Bumpy got up and cleared his throat. “The computer is a mobile playground…”
Motu interrupted him, bewildered. “Hey, what is that again? Computer is a mobile playground?”
“Yes, sir. We can play many games on it,” explained Bumpy.
“So you call it a playground?” Motu was amazed. “Pray, what else?”

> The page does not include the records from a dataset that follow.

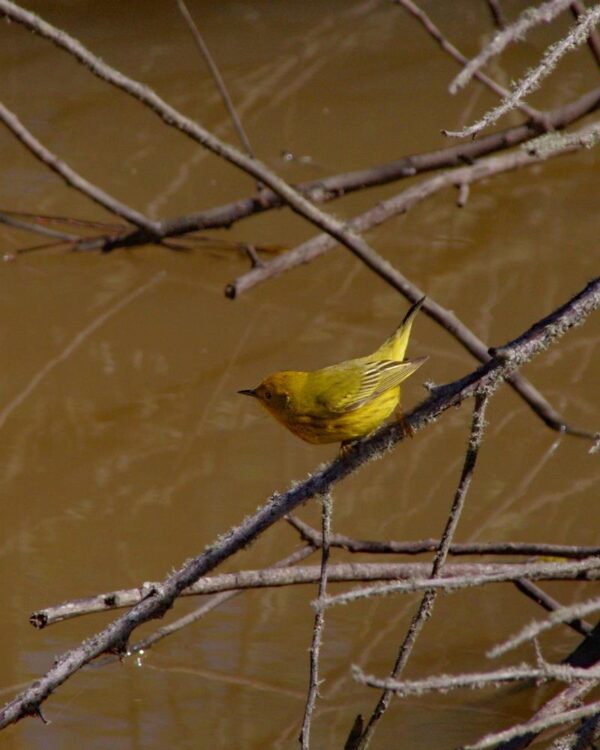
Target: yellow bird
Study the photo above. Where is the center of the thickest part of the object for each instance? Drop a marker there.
(342, 402)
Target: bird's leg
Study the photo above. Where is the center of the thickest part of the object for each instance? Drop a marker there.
(407, 430)
(345, 446)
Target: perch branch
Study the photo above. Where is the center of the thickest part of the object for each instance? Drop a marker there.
(299, 575)
(215, 601)
(115, 636)
(392, 276)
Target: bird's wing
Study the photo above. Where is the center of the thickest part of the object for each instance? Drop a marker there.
(360, 382)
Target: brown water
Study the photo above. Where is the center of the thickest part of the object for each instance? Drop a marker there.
(125, 448)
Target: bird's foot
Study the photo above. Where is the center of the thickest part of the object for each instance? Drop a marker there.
(407, 430)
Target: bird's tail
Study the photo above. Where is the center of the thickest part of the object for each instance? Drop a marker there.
(395, 347)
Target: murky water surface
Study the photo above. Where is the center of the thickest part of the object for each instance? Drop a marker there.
(125, 448)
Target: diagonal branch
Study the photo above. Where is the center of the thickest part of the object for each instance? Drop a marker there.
(214, 70)
(533, 114)
(71, 177)
(428, 601)
(115, 636)
(517, 31)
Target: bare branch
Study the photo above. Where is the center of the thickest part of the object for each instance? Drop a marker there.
(70, 176)
(517, 31)
(428, 600)
(577, 36)
(496, 12)
(399, 204)
(284, 575)
(319, 626)
(532, 571)
(479, 680)
(218, 78)
(578, 9)
(564, 717)
(197, 614)
(533, 114)
(431, 545)
(115, 636)
(539, 596)
(563, 614)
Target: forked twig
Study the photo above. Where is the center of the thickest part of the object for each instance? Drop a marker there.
(115, 636)
(428, 600)
(216, 74)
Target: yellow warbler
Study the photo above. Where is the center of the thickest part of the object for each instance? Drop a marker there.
(342, 402)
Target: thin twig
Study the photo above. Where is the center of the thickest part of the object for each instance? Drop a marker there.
(517, 31)
(577, 36)
(399, 204)
(533, 114)
(564, 717)
(114, 637)
(578, 9)
(428, 600)
(11, 221)
(319, 626)
(206, 607)
(497, 14)
(453, 575)
(218, 78)
(563, 614)
(539, 596)
(529, 730)
(446, 683)
(377, 547)
(71, 177)
(587, 570)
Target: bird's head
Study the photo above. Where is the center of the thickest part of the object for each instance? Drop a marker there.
(274, 393)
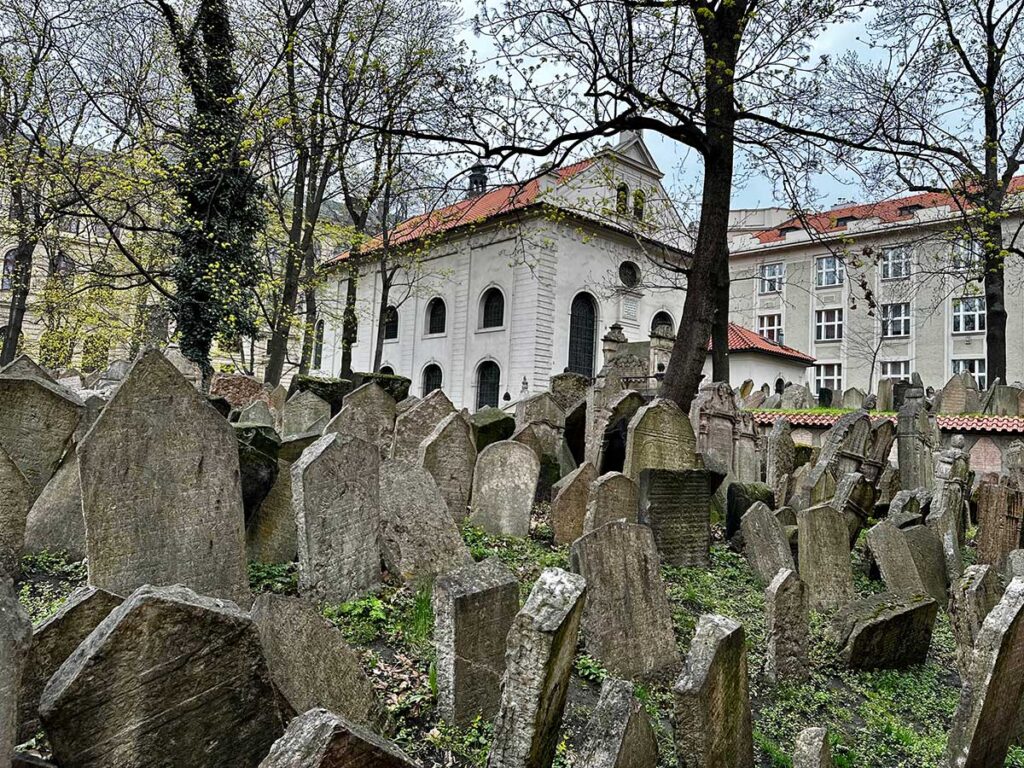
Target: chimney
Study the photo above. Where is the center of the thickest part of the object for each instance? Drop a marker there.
(477, 180)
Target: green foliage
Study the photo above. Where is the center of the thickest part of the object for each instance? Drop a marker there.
(281, 579)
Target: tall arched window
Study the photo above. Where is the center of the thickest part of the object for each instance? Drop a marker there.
(662, 322)
(431, 379)
(7, 281)
(390, 324)
(488, 378)
(318, 344)
(436, 315)
(492, 308)
(583, 334)
(622, 198)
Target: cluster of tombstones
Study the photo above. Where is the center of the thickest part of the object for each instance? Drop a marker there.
(155, 663)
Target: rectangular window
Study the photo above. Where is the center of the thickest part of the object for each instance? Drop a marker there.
(827, 325)
(896, 370)
(976, 367)
(770, 326)
(828, 375)
(969, 314)
(896, 320)
(771, 279)
(828, 270)
(895, 263)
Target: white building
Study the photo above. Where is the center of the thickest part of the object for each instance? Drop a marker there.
(518, 283)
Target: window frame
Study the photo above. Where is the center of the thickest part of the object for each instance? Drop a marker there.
(821, 323)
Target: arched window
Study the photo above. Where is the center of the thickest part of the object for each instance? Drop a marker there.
(390, 323)
(488, 378)
(431, 379)
(583, 333)
(492, 308)
(662, 323)
(7, 281)
(622, 198)
(639, 200)
(436, 315)
(318, 344)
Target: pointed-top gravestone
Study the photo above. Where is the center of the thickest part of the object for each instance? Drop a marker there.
(161, 489)
(415, 424)
(659, 436)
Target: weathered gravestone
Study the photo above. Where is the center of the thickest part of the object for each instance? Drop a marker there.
(712, 701)
(986, 721)
(765, 543)
(541, 647)
(971, 598)
(788, 631)
(449, 454)
(207, 701)
(419, 539)
(676, 504)
(659, 436)
(368, 413)
(619, 734)
(15, 638)
(38, 420)
(568, 508)
(885, 631)
(474, 607)
(309, 660)
(504, 484)
(161, 491)
(52, 642)
(824, 557)
(322, 739)
(337, 507)
(627, 623)
(611, 497)
(304, 413)
(415, 424)
(16, 495)
(812, 750)
(270, 534)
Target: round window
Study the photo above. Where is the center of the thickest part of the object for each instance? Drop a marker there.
(629, 273)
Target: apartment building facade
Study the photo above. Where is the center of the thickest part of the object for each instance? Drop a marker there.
(872, 291)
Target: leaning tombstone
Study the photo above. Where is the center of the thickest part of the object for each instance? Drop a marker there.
(541, 646)
(337, 507)
(627, 623)
(161, 491)
(419, 539)
(449, 454)
(812, 750)
(971, 598)
(676, 504)
(986, 721)
(712, 701)
(322, 739)
(309, 660)
(619, 734)
(15, 639)
(207, 689)
(568, 508)
(52, 642)
(611, 497)
(824, 557)
(474, 607)
(504, 484)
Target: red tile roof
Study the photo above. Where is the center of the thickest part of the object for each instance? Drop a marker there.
(743, 340)
(947, 423)
(890, 211)
(471, 210)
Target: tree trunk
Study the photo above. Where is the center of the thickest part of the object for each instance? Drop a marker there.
(20, 282)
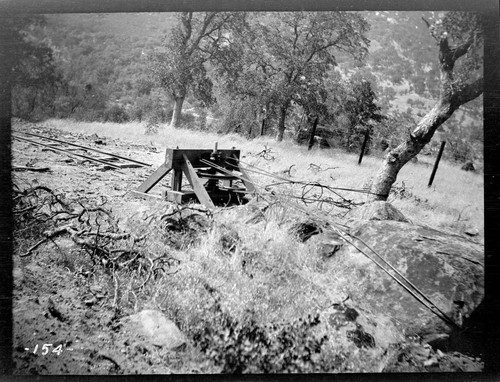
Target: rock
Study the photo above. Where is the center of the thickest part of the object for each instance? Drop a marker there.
(327, 243)
(155, 328)
(468, 166)
(437, 263)
(431, 362)
(472, 232)
(377, 210)
(304, 231)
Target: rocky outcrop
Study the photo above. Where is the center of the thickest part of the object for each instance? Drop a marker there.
(152, 327)
(377, 210)
(447, 268)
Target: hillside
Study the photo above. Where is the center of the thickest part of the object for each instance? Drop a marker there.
(121, 285)
(109, 55)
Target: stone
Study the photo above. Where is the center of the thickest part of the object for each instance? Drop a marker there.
(468, 166)
(472, 232)
(377, 210)
(327, 243)
(305, 230)
(155, 328)
(437, 263)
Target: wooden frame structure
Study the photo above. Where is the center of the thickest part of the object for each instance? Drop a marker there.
(217, 167)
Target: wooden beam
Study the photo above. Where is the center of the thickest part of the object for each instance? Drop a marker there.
(177, 179)
(175, 157)
(144, 195)
(154, 178)
(246, 181)
(196, 183)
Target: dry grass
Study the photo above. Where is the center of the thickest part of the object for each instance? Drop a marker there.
(261, 269)
(454, 202)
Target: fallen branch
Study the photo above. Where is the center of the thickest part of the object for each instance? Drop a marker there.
(35, 169)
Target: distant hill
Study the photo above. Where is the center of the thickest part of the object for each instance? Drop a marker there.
(109, 51)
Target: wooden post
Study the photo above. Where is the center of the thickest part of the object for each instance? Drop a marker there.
(363, 147)
(436, 164)
(177, 179)
(313, 133)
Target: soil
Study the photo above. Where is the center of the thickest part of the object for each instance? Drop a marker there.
(59, 304)
(56, 305)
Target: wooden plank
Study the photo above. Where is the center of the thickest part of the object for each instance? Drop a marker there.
(177, 179)
(143, 195)
(179, 196)
(128, 165)
(175, 157)
(246, 181)
(154, 178)
(195, 182)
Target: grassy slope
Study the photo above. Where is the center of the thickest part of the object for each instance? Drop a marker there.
(283, 279)
(454, 202)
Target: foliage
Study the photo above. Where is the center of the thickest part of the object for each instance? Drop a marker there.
(33, 73)
(180, 66)
(286, 57)
(116, 113)
(247, 347)
(237, 83)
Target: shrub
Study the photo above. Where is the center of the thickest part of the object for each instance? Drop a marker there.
(116, 113)
(246, 347)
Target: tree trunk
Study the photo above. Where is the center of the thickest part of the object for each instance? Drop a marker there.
(407, 150)
(176, 115)
(451, 99)
(281, 123)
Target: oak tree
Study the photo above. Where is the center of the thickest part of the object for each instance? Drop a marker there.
(460, 40)
(286, 57)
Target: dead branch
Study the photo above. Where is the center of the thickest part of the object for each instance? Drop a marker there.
(35, 169)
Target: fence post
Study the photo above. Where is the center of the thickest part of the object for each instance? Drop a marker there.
(367, 135)
(313, 133)
(436, 164)
(262, 127)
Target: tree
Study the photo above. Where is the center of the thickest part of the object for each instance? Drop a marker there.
(360, 109)
(288, 55)
(180, 67)
(33, 76)
(459, 36)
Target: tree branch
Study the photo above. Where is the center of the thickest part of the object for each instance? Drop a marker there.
(462, 49)
(202, 33)
(468, 93)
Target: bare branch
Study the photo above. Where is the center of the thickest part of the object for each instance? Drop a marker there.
(468, 93)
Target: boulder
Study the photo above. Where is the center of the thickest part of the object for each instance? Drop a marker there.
(468, 166)
(447, 268)
(327, 243)
(154, 328)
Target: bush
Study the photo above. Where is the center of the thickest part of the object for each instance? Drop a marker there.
(246, 347)
(116, 113)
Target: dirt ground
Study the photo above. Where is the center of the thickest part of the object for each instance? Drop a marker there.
(56, 305)
(63, 308)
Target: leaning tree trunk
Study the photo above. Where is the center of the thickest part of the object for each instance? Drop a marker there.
(176, 115)
(451, 99)
(281, 122)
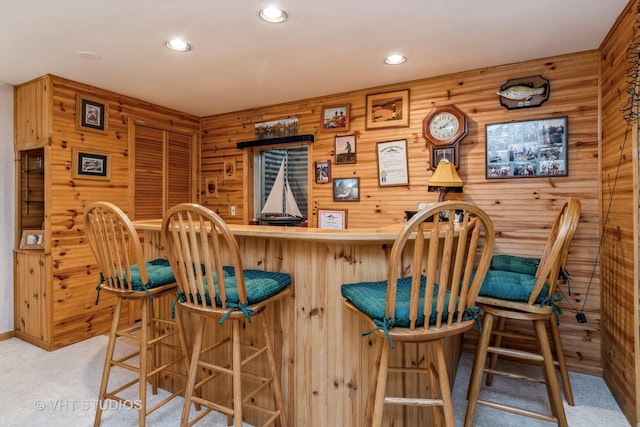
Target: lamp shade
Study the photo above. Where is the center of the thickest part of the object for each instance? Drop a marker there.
(445, 176)
(445, 179)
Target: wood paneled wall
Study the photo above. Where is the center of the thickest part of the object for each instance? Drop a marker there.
(620, 252)
(45, 111)
(522, 209)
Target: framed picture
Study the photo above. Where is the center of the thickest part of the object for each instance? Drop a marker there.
(439, 153)
(335, 118)
(323, 172)
(92, 114)
(346, 189)
(32, 239)
(392, 163)
(90, 164)
(345, 149)
(386, 110)
(335, 219)
(276, 128)
(527, 149)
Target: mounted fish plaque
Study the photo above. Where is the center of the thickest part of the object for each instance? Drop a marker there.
(524, 92)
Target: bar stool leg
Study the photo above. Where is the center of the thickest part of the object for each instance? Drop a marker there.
(562, 363)
(553, 387)
(142, 374)
(237, 374)
(193, 372)
(373, 380)
(111, 345)
(478, 369)
(497, 342)
(277, 390)
(378, 406)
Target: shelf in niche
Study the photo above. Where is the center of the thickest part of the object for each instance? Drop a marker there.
(274, 141)
(37, 170)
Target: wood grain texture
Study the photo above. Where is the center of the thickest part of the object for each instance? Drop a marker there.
(45, 117)
(522, 209)
(620, 252)
(324, 360)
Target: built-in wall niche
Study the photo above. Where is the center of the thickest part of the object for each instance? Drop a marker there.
(31, 192)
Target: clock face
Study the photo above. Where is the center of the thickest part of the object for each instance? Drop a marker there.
(444, 126)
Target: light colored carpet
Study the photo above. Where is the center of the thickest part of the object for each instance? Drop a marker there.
(59, 389)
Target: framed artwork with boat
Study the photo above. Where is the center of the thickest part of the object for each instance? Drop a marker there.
(527, 149)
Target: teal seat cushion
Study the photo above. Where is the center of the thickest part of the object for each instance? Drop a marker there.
(159, 272)
(370, 298)
(510, 286)
(516, 264)
(260, 285)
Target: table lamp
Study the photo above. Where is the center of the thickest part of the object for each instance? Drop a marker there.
(445, 179)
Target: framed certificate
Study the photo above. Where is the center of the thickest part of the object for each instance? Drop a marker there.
(392, 163)
(335, 219)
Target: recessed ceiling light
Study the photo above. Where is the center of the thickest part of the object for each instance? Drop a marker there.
(89, 55)
(395, 59)
(178, 45)
(273, 14)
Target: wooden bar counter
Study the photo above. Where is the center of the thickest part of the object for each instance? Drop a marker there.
(324, 359)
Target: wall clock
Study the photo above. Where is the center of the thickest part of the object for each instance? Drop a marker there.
(444, 126)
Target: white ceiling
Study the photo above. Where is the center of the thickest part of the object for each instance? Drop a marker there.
(327, 46)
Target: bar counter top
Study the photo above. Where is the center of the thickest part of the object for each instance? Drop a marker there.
(354, 235)
(324, 360)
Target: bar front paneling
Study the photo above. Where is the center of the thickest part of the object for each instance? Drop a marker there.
(324, 359)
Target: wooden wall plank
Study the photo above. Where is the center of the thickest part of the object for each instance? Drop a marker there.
(522, 209)
(620, 252)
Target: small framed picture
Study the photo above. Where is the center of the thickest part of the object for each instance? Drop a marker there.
(440, 153)
(387, 110)
(92, 114)
(32, 239)
(335, 118)
(527, 149)
(90, 164)
(346, 189)
(393, 167)
(335, 219)
(323, 172)
(345, 149)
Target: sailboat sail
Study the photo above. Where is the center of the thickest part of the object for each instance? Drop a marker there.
(281, 201)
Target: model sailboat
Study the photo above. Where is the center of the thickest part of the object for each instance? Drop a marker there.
(281, 207)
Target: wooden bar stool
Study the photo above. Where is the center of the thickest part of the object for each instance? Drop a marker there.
(434, 274)
(208, 267)
(125, 274)
(515, 295)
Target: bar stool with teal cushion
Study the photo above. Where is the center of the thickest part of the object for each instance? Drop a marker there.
(207, 263)
(434, 273)
(125, 274)
(524, 289)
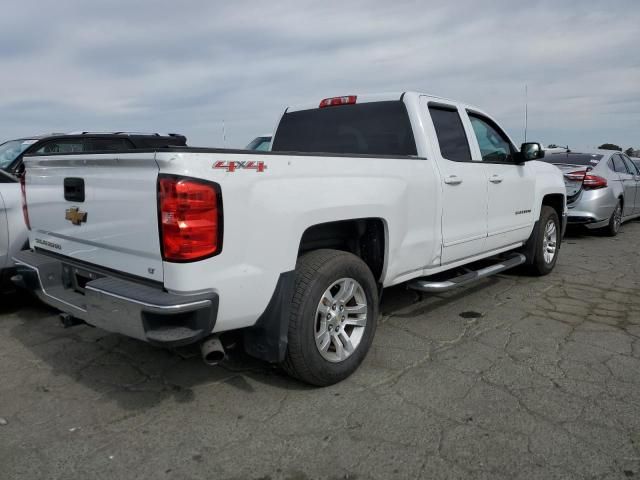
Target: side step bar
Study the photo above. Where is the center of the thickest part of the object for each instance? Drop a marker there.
(442, 286)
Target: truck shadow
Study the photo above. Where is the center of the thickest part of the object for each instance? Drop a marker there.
(138, 376)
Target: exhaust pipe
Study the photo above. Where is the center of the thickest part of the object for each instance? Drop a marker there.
(69, 321)
(212, 351)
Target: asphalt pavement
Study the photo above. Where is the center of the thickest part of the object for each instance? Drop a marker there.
(515, 377)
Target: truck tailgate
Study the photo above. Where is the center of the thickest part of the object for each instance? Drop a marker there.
(99, 209)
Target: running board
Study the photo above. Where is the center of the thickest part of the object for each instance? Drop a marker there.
(467, 278)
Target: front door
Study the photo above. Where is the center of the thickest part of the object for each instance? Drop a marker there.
(464, 187)
(511, 187)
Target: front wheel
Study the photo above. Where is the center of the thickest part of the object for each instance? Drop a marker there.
(548, 242)
(333, 317)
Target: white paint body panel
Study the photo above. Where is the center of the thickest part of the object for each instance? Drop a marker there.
(266, 213)
(13, 231)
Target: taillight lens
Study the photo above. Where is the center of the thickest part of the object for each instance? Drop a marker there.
(25, 210)
(190, 214)
(589, 182)
(334, 101)
(592, 182)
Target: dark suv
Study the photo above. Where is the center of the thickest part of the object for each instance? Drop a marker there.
(11, 152)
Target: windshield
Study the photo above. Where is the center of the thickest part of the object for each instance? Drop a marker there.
(564, 158)
(9, 151)
(378, 128)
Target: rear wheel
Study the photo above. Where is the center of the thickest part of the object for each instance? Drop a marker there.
(615, 222)
(333, 317)
(548, 242)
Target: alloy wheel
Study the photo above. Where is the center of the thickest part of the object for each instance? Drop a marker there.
(341, 319)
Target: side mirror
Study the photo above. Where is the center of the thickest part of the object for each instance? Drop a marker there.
(531, 151)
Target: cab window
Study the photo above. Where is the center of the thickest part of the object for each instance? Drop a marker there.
(108, 145)
(450, 132)
(493, 143)
(62, 146)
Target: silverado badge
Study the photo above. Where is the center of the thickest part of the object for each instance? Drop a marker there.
(75, 216)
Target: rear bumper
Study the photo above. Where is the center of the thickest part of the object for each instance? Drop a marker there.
(117, 305)
(593, 208)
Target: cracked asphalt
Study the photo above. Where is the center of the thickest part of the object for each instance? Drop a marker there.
(515, 377)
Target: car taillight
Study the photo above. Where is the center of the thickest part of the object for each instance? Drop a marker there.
(190, 220)
(589, 182)
(592, 182)
(25, 210)
(334, 101)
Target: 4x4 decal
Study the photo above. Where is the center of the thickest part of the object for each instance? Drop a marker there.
(231, 166)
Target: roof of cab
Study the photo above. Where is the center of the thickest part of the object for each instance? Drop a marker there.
(376, 97)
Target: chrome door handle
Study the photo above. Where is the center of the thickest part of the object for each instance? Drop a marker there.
(453, 180)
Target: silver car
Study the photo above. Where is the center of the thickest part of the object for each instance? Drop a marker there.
(603, 188)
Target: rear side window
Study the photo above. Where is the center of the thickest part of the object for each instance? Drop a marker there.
(450, 132)
(630, 165)
(377, 128)
(493, 143)
(618, 164)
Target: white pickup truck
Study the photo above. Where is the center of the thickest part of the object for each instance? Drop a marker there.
(291, 247)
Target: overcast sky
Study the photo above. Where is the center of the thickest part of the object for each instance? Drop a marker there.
(186, 66)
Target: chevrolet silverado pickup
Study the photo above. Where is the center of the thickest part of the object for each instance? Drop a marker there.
(290, 248)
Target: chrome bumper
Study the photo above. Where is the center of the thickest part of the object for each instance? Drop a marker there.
(123, 306)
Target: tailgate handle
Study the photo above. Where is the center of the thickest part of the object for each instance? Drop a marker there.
(74, 189)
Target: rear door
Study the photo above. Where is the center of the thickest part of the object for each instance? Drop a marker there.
(100, 209)
(635, 173)
(464, 185)
(511, 186)
(628, 181)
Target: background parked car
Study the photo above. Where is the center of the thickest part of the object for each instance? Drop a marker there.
(603, 188)
(262, 143)
(14, 237)
(11, 152)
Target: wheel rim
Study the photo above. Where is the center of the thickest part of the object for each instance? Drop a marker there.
(341, 319)
(617, 218)
(550, 241)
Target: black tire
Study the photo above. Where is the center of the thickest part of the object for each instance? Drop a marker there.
(614, 221)
(315, 272)
(540, 266)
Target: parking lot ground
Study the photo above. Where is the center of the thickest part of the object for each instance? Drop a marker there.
(515, 377)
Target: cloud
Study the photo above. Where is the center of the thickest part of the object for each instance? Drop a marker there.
(187, 67)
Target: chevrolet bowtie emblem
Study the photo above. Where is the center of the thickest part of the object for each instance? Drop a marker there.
(75, 216)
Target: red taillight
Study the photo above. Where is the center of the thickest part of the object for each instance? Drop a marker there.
(334, 101)
(25, 210)
(592, 182)
(190, 218)
(589, 182)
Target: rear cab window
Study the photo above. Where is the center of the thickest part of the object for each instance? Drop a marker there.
(494, 144)
(373, 128)
(452, 138)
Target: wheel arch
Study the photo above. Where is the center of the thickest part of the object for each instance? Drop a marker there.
(367, 238)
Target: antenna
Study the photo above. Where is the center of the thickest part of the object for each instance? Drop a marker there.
(224, 135)
(526, 111)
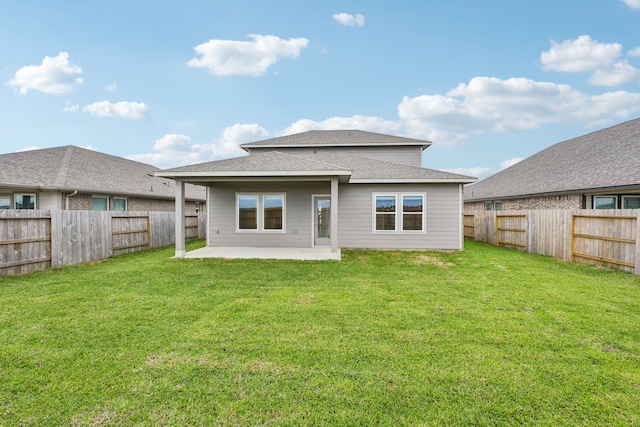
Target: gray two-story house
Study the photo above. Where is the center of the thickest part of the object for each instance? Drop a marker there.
(339, 188)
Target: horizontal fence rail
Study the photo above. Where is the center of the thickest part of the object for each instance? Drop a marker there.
(605, 237)
(33, 240)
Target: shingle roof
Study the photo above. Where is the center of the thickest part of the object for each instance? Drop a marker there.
(369, 169)
(71, 168)
(274, 163)
(603, 159)
(317, 138)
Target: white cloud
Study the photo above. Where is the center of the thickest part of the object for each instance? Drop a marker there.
(634, 53)
(122, 110)
(55, 75)
(229, 57)
(619, 73)
(510, 162)
(349, 20)
(486, 105)
(634, 4)
(70, 107)
(174, 150)
(582, 54)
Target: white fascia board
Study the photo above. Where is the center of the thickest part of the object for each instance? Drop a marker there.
(412, 181)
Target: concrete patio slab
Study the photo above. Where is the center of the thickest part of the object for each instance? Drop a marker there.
(317, 253)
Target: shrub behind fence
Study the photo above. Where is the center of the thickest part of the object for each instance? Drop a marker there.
(607, 237)
(32, 240)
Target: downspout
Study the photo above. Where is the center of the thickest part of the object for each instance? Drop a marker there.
(66, 202)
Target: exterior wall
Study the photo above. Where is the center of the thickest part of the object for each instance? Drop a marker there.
(355, 218)
(443, 220)
(405, 155)
(572, 201)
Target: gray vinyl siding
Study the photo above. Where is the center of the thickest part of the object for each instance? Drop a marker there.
(443, 222)
(405, 155)
(298, 211)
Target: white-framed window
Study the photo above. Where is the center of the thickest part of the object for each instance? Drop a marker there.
(5, 201)
(261, 212)
(24, 201)
(399, 213)
(99, 203)
(605, 202)
(628, 202)
(119, 204)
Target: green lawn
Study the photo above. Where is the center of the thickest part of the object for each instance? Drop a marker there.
(488, 336)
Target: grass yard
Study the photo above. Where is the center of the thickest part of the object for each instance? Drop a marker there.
(488, 337)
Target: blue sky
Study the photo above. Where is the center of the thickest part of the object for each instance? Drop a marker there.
(181, 82)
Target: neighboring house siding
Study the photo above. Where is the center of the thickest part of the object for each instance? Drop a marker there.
(443, 209)
(298, 233)
(405, 155)
(573, 201)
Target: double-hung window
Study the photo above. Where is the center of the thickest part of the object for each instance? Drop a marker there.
(400, 213)
(99, 203)
(260, 212)
(630, 202)
(5, 201)
(605, 202)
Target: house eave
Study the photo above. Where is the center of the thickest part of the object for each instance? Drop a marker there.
(248, 147)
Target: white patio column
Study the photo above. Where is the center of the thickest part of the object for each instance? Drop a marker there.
(334, 215)
(180, 223)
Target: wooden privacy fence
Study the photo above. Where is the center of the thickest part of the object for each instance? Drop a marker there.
(34, 240)
(608, 237)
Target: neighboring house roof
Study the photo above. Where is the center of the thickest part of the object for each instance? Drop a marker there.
(70, 168)
(602, 160)
(353, 168)
(333, 138)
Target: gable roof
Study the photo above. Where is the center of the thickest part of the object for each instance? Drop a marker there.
(353, 168)
(604, 159)
(333, 138)
(70, 168)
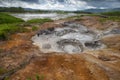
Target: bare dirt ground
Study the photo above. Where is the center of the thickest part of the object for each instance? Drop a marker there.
(22, 60)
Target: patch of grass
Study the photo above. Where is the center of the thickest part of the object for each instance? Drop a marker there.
(2, 70)
(112, 18)
(6, 18)
(34, 28)
(37, 77)
(7, 29)
(41, 21)
(114, 13)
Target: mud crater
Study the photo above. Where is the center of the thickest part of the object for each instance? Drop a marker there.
(71, 38)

“I only play games on it, sir”.
Motu’s irritation was increasing. “Do you at least know how the bloody thing works?”
“It’s simple, sir. When we beat it with our fingers, it starts working”.
It was the end of Motu’s patience. “Who is that ass that has told you so?” he bellowed.
“It’s of course you, sir!” replied Bumpy coolly.
Motu jumped with rage. “Me? Shut up, you ass-head! It is not beating, but clicking and typing,” he yelled and explained again.
“Sorry, sir” Bumpy sat down.
Now, Motu beat his forehead and mused out of disgust: ‘why do you all eat up my brain like this? You are neither attentive in the class, nor study at home. Play, play – that’s what you do all the time … Thank God! I haven’t asked you these questions during the ensuing inspection by the Jungle Education Officer. You little rascals sure would have sent me home! … My God! You are not children… mini devils, I should say.’
Even as Motu was expressing his anguish, suddenly the last bell started ringing.
Startled, Motu ground his teeth. ‘That Jacku is a scoundrel. In his hurry to take his wife to the circus, he is ringing the last bell already…I shall teach the fellow a lesson’.
As ringing of the bell had come as a sweet music to the children’s ears, they got up instantly and started dashing out of the class noisily, even ignoring the Principal. Motu tried unsuccessfully to stop them saying, “It is not the last bell, but the wrong bell”.